Silva mentioned that there has been an improvement over the past few years in Plymouth County. She mentioned the importance of truly listening to the person in recovery and giving everyone different options when it comes to medically assisted treatment.
She speaks from first-hand experience in caring for someone with an addiction. Her son is in recovery. She said, “Every time you give someone a chance at recovery you never know when it will happen for them.”
During every Plymouth County Outreach there are a few people in long-term recovery who talk about their direct experience within the recovery community. Ted Cummings is one of them and touched on how times have changed since he once battled an alcohol addiction.
“An addiction is an addiction. Some people are more comfortable at an AA meeting than they are an NA meeting.”
Cummings has been in recovery since the 70’s and works at a funeral home in Brockton, Massachusetts – a location a part of Plymouth County where overdoses have recently skyrocketed during July 2019.
“Being in AA for a long time I just think that anything that keeps people from using if they’re comfortable with it and they have a better lifestyle then it’s really their choice. I got sober without a detox, but I look back and that was a little bit dangerous. I didn’t drink the volume that I hear other people talking about. I still believe in detoxes more than I did when I was younger, ” said Cummings.
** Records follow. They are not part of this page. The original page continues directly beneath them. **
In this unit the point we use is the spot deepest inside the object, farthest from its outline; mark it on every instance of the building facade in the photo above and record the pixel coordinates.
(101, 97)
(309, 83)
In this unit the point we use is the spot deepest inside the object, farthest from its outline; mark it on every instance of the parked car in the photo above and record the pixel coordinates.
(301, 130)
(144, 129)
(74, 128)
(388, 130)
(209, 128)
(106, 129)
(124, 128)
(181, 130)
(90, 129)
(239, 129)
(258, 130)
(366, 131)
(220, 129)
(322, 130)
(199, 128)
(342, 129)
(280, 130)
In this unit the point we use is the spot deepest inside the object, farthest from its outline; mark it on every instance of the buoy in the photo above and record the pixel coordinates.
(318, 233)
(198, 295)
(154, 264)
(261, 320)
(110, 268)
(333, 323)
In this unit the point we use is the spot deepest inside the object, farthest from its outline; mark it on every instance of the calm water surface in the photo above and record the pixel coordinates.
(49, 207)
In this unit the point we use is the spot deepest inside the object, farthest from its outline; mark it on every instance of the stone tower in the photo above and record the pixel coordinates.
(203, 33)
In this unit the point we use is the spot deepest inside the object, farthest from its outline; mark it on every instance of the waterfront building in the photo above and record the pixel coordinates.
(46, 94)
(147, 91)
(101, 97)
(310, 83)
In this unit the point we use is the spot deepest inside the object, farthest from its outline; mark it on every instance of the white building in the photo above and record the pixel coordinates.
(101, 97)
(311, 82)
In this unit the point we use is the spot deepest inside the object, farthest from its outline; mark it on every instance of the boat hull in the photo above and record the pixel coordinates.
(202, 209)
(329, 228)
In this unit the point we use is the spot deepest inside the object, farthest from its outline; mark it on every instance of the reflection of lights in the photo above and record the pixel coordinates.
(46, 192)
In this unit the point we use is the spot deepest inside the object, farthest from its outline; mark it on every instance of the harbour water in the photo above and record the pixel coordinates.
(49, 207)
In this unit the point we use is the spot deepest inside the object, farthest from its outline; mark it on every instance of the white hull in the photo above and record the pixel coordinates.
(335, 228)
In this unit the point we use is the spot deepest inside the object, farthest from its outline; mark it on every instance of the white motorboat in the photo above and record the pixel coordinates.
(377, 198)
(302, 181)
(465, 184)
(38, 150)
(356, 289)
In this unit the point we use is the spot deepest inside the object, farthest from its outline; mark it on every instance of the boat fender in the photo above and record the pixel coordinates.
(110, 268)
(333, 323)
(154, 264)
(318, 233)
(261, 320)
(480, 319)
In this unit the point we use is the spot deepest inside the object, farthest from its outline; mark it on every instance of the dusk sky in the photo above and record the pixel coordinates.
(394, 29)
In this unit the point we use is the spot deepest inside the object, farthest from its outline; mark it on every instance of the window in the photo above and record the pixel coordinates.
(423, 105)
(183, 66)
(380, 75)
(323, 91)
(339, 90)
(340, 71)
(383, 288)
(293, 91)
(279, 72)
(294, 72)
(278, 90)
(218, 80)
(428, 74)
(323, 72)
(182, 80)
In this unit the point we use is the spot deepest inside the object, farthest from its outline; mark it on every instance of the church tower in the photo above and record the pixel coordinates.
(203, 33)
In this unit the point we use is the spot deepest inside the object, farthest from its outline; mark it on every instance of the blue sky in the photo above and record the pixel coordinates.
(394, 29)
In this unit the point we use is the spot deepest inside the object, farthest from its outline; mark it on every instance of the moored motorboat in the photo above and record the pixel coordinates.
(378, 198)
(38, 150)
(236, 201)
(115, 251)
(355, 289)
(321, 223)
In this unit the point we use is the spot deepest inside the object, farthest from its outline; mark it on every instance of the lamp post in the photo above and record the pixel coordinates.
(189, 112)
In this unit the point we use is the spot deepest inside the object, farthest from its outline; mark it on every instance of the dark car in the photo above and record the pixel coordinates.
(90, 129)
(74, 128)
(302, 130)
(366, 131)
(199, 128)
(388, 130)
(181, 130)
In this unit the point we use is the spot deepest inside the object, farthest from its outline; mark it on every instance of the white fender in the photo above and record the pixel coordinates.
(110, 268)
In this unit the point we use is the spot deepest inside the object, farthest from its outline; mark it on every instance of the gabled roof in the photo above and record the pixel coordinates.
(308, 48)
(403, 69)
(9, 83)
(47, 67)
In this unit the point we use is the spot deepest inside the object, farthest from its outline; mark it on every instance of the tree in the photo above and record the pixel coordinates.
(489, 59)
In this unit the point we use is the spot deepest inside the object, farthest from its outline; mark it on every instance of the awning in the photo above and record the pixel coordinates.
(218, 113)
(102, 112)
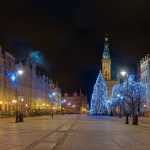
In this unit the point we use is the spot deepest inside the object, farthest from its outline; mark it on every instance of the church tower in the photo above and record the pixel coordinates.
(106, 61)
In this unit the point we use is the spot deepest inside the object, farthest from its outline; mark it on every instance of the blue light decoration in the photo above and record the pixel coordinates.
(50, 95)
(99, 97)
(12, 76)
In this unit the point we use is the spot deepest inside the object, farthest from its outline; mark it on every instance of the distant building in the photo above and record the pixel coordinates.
(28, 92)
(145, 77)
(106, 67)
(76, 103)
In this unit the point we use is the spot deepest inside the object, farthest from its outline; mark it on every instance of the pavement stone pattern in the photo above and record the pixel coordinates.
(74, 132)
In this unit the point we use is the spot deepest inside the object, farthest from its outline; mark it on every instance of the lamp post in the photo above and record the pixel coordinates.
(124, 73)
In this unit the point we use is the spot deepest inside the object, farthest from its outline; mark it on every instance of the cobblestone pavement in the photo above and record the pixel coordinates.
(74, 132)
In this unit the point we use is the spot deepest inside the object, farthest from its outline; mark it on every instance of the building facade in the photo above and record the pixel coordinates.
(106, 67)
(145, 77)
(28, 92)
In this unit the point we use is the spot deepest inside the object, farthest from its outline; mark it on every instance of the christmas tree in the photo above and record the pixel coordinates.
(99, 97)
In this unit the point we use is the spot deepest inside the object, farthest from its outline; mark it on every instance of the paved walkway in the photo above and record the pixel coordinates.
(74, 132)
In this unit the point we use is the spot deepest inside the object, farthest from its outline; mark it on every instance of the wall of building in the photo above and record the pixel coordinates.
(27, 92)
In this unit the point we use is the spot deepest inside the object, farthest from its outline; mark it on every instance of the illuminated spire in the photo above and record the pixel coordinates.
(106, 54)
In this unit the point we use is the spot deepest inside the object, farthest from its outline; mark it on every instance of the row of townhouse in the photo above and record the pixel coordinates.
(27, 92)
(145, 78)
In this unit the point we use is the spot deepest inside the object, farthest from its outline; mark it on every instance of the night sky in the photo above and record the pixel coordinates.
(70, 34)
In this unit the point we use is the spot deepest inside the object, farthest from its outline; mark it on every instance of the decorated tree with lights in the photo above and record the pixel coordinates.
(99, 97)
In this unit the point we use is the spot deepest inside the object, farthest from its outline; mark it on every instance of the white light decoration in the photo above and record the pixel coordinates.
(99, 97)
(20, 72)
(123, 73)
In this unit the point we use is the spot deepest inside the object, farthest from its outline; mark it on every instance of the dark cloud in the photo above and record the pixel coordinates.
(71, 34)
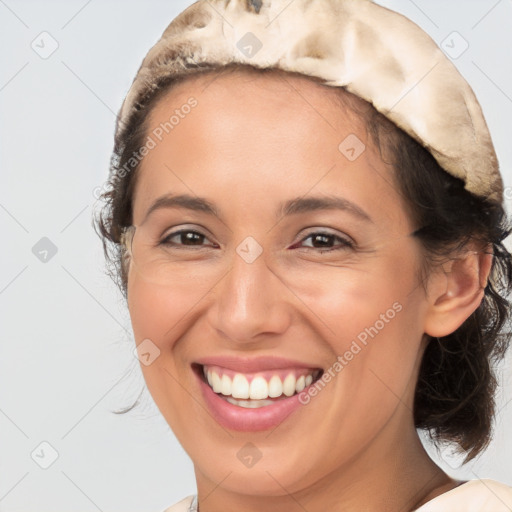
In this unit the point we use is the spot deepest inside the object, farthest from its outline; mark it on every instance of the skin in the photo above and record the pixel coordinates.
(251, 142)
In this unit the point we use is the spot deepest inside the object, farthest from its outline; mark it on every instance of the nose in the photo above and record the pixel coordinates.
(250, 302)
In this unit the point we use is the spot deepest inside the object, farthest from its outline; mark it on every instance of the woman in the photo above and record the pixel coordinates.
(306, 218)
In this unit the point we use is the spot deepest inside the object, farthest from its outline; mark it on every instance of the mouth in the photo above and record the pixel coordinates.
(253, 400)
(260, 389)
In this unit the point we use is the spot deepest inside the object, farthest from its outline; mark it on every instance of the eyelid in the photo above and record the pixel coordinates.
(317, 230)
(310, 231)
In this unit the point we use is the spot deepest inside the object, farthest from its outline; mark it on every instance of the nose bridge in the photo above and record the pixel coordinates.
(249, 300)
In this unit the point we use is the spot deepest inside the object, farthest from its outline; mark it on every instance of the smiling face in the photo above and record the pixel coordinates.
(301, 264)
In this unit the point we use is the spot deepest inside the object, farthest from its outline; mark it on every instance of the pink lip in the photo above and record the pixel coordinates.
(248, 420)
(239, 418)
(253, 364)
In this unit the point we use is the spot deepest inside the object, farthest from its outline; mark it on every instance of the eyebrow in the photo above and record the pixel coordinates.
(294, 206)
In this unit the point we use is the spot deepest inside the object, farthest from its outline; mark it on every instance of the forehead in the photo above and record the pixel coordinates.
(260, 136)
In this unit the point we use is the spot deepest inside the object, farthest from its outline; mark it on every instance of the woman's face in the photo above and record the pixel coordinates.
(304, 267)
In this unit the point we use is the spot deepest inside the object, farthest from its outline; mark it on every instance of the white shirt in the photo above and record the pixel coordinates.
(483, 495)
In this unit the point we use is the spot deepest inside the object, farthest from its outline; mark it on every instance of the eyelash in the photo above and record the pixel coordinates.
(345, 243)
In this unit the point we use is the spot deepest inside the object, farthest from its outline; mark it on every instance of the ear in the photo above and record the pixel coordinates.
(457, 291)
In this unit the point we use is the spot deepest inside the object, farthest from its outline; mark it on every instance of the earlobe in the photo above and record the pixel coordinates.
(458, 292)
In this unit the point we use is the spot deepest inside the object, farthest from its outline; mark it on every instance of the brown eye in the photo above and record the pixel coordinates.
(184, 237)
(327, 241)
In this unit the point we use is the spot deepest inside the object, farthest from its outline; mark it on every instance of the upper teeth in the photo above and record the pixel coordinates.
(258, 388)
He sees first-hand how people are treated differently in Plymouth County and how there is less of a stigma towards those struggling and more of a community-based approach towards those in recovery.
Karen Linsky, former girlfriend of Nick Bean has a message for those struggling. “The best piece of advice I could offer to someone in recovery is: Please be happy, the sun will rise.”
State Senator Vinny deMacedo thinks there is more work to do, but overall has a positive outlook on the next steps Plymouth will take. “Plymouth has done everything as a community to attack this crisis head on. Because of that we are starting to bend the curve. We have a long way to go but we are making progress because we are taking this crisis so seriously.”